Visual summary of operating lessons from Jonathan Ragan-Kelley.

Lessons from Jonathan Ragan-Kelley

Jonathan Ragan-Kelley is an MIT computer scientist who builds compilers and domain-specific languages for high-performance systems. He co-created Halide, a programming language that advanced computational photography by decoupling algorithms from hardware schedules. The insights below outline his approach to squeezing maximum speed from modern processors as hardware scaling stalls.
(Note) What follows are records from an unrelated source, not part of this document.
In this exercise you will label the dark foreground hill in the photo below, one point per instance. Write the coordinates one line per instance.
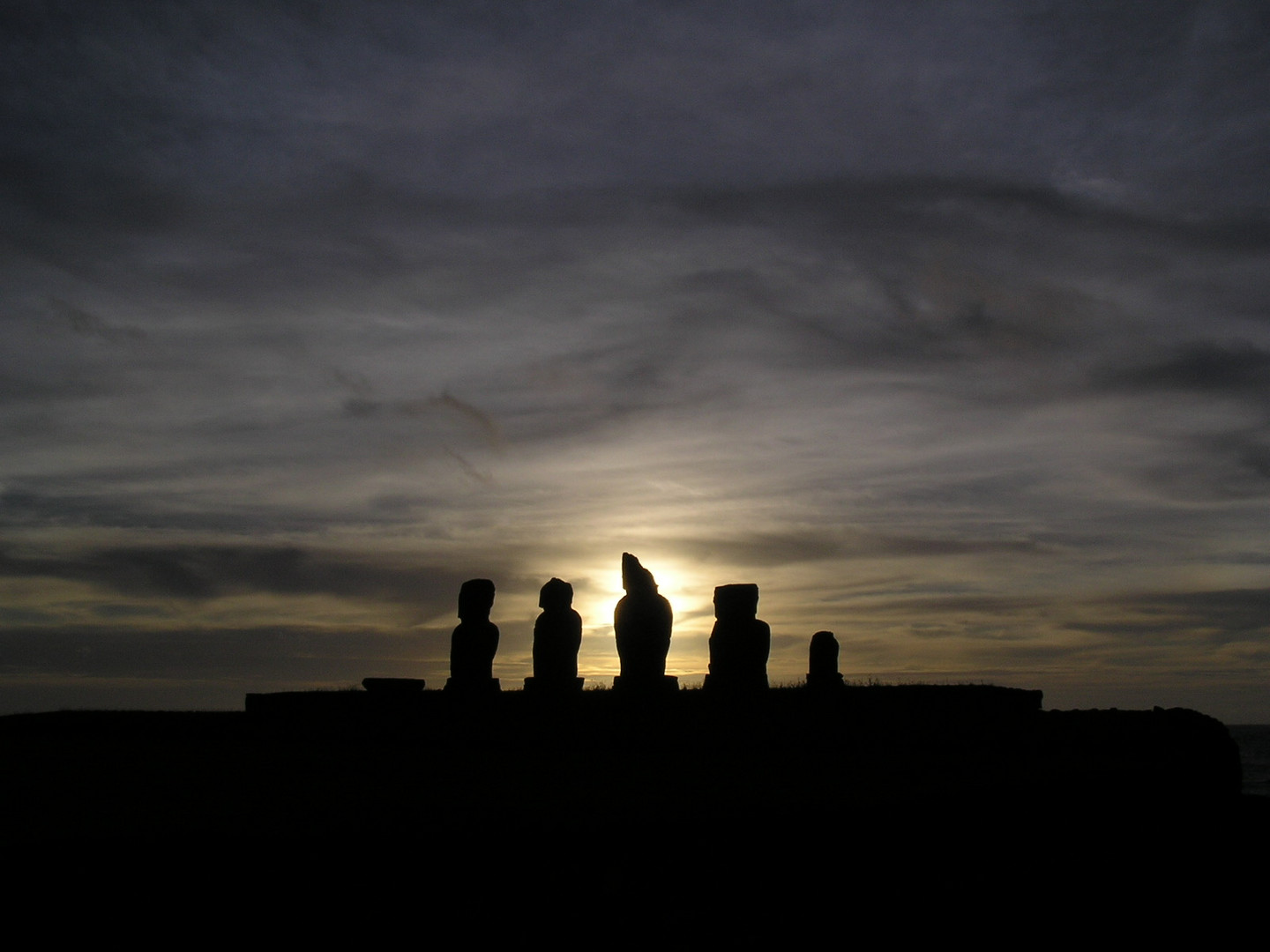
(793, 815)
(788, 767)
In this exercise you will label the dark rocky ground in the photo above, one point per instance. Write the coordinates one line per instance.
(689, 813)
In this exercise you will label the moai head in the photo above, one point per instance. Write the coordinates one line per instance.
(475, 599)
(736, 602)
(637, 580)
(556, 596)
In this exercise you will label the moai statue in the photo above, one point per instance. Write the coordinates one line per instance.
(475, 640)
(739, 643)
(641, 623)
(557, 639)
(823, 661)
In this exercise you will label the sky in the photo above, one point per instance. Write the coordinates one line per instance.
(946, 324)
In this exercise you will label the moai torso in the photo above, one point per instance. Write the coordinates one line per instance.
(475, 641)
(641, 622)
(557, 634)
(739, 643)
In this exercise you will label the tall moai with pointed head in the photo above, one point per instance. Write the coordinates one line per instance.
(822, 668)
(641, 622)
(475, 641)
(557, 639)
(739, 641)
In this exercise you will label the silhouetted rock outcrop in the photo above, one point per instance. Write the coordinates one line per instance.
(822, 663)
(557, 639)
(739, 643)
(475, 641)
(641, 623)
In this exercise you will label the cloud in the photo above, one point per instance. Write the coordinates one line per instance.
(205, 571)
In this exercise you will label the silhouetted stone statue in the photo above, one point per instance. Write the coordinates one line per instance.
(557, 639)
(822, 668)
(641, 622)
(475, 640)
(739, 643)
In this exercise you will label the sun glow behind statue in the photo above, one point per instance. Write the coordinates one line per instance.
(684, 585)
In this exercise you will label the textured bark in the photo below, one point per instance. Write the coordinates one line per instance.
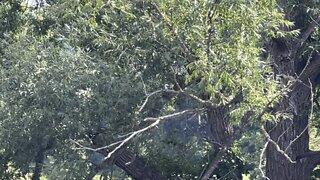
(291, 134)
(38, 165)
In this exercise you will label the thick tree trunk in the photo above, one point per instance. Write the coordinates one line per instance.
(291, 133)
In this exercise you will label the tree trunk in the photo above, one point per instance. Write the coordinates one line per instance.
(38, 165)
(291, 133)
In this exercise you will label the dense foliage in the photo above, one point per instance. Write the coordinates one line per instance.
(74, 69)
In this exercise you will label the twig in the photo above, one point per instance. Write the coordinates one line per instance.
(82, 147)
(261, 160)
(308, 31)
(147, 98)
(157, 121)
(276, 145)
(310, 115)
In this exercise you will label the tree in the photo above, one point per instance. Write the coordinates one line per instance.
(295, 58)
(98, 74)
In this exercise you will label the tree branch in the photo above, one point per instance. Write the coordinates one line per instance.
(304, 36)
(155, 123)
(276, 145)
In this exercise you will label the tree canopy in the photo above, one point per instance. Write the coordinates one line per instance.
(174, 89)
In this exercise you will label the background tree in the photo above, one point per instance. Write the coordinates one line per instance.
(92, 73)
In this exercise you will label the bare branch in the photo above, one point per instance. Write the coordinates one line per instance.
(194, 97)
(82, 147)
(157, 121)
(310, 116)
(308, 31)
(147, 98)
(276, 145)
(261, 160)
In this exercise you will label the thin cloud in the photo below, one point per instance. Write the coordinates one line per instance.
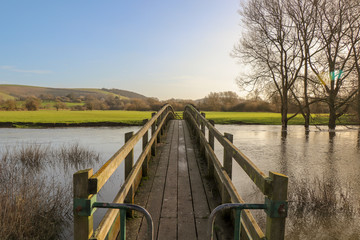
(14, 69)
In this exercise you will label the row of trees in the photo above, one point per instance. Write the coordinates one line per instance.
(304, 50)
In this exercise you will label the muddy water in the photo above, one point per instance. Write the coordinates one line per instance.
(317, 154)
(103, 140)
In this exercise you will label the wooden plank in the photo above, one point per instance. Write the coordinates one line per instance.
(145, 141)
(83, 225)
(100, 177)
(275, 227)
(224, 179)
(201, 207)
(107, 221)
(227, 162)
(168, 229)
(186, 223)
(154, 203)
(169, 208)
(257, 176)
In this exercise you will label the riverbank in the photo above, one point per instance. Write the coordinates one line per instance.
(66, 118)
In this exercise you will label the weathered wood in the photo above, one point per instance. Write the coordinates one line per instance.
(169, 208)
(186, 224)
(275, 227)
(83, 225)
(258, 177)
(228, 155)
(144, 143)
(202, 124)
(110, 216)
(153, 128)
(129, 159)
(224, 180)
(156, 192)
(212, 145)
(167, 229)
(129, 163)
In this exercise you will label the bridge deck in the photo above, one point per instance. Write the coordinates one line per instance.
(176, 193)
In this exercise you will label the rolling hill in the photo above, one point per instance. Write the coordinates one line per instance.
(22, 91)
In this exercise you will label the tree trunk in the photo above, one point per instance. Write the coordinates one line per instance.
(284, 111)
(307, 119)
(332, 112)
(359, 99)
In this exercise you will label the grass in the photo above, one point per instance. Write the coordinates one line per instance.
(67, 117)
(74, 117)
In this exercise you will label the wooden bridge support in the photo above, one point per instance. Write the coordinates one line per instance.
(274, 186)
(87, 184)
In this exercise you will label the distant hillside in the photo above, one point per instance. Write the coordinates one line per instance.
(21, 91)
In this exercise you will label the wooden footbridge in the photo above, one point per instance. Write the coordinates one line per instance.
(176, 183)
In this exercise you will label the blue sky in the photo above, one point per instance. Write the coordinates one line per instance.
(165, 49)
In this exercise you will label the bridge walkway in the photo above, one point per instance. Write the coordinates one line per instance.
(176, 192)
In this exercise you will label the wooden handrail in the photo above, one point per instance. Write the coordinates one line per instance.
(97, 181)
(87, 185)
(111, 214)
(274, 186)
(248, 218)
(256, 175)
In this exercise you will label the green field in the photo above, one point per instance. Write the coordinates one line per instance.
(73, 117)
(66, 117)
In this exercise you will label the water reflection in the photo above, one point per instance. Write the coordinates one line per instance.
(321, 164)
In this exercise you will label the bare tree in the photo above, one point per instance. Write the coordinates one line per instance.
(270, 45)
(334, 64)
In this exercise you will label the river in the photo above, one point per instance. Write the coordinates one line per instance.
(316, 155)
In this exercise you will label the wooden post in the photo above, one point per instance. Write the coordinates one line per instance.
(145, 142)
(129, 163)
(225, 197)
(202, 124)
(153, 147)
(129, 160)
(158, 121)
(83, 225)
(228, 156)
(275, 226)
(212, 145)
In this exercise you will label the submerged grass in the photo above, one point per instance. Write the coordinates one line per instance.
(66, 117)
(268, 118)
(32, 205)
(73, 117)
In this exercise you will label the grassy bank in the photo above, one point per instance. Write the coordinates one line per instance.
(267, 118)
(52, 118)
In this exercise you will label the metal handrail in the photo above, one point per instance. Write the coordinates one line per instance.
(123, 207)
(239, 207)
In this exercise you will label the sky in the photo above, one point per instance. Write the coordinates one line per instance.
(159, 48)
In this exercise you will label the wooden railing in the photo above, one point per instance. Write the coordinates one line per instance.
(274, 187)
(87, 185)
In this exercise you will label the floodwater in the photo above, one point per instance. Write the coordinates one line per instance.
(316, 155)
(103, 140)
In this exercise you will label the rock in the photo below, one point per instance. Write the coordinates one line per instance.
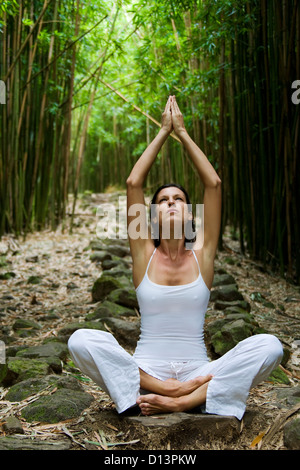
(125, 297)
(278, 376)
(259, 297)
(17, 369)
(63, 404)
(116, 264)
(185, 425)
(53, 353)
(6, 276)
(22, 323)
(12, 426)
(66, 331)
(100, 256)
(22, 390)
(108, 309)
(34, 280)
(27, 443)
(118, 250)
(291, 434)
(50, 349)
(103, 286)
(289, 396)
(223, 279)
(227, 293)
(223, 304)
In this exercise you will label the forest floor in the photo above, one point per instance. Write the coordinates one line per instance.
(63, 262)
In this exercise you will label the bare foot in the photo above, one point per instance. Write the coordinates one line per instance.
(185, 388)
(152, 404)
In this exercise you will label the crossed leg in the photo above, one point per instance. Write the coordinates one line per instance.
(171, 395)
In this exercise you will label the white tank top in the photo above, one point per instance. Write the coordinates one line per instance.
(172, 320)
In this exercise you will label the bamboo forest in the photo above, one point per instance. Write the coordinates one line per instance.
(83, 88)
(86, 83)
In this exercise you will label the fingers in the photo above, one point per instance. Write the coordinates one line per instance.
(175, 106)
(168, 105)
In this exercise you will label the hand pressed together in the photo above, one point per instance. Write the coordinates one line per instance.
(172, 118)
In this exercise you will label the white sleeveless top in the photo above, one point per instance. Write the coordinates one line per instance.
(172, 320)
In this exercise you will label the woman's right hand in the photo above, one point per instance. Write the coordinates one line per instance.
(166, 123)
Part 1: The Twilight of Moore's Law

  1. On Hardware Divergence: "Modern computer hardware has increasingly diverged from the traditional programming models we rely on." — Source: [PLDI 2024 Keynote]
  2. On the End of Free Speed: "As Moore’s Law slows down, performance gains can no longer be passively inherited from faster clocks." — Source: [MIT CSAIL Research Profile]
  3. On Hardware Specialization: "The industry response to physical scaling limits is extreme specialization, requiring software to adapt to highly specific accelerator designs." — Source: [MIT News]
  4. On Programmer Burden: "Without new abstractions, the burden of mapping complex algorithms onto fragmented hardware falls entirely on the application programmer." — Source: [Exo Language Manifesto]
  5. On The Memory Wall: "Computation is often cheap; the true bottleneck in modern architectures is almost entirely dominated by data movement and memory bandwidth." — Source: [PLDI 2024 Keynote]
  6. On Giving Hardware What It Wants: "Fast code is fundamentally about understanding the specific hunger of the target hardware and feeding it data in exactly the right shape." — Source: [PLDI 2024 Keynote]
  7. On the Twilight Era: "We are operating in a transitional phase where the expectations set by decades of CPU scaling must be completely recalibrated for spatial and heterogeneous systems." — Source: [MIT EECS Faculty Page]
  8. On Algorithmic Stagnation: "Focusing solely on algorithmic complexity ignores the reality that execution efficiency on physical silicon dictates practical application limits." — Source: [Halide ACM Paper]
  9. On Tooling Deficits: "Our current compiler infrastructure was largely designed for an era of monolithic, predictable processors, leaving them ill-equipped for today's accelerators." — Source: [Exo Project Introduction]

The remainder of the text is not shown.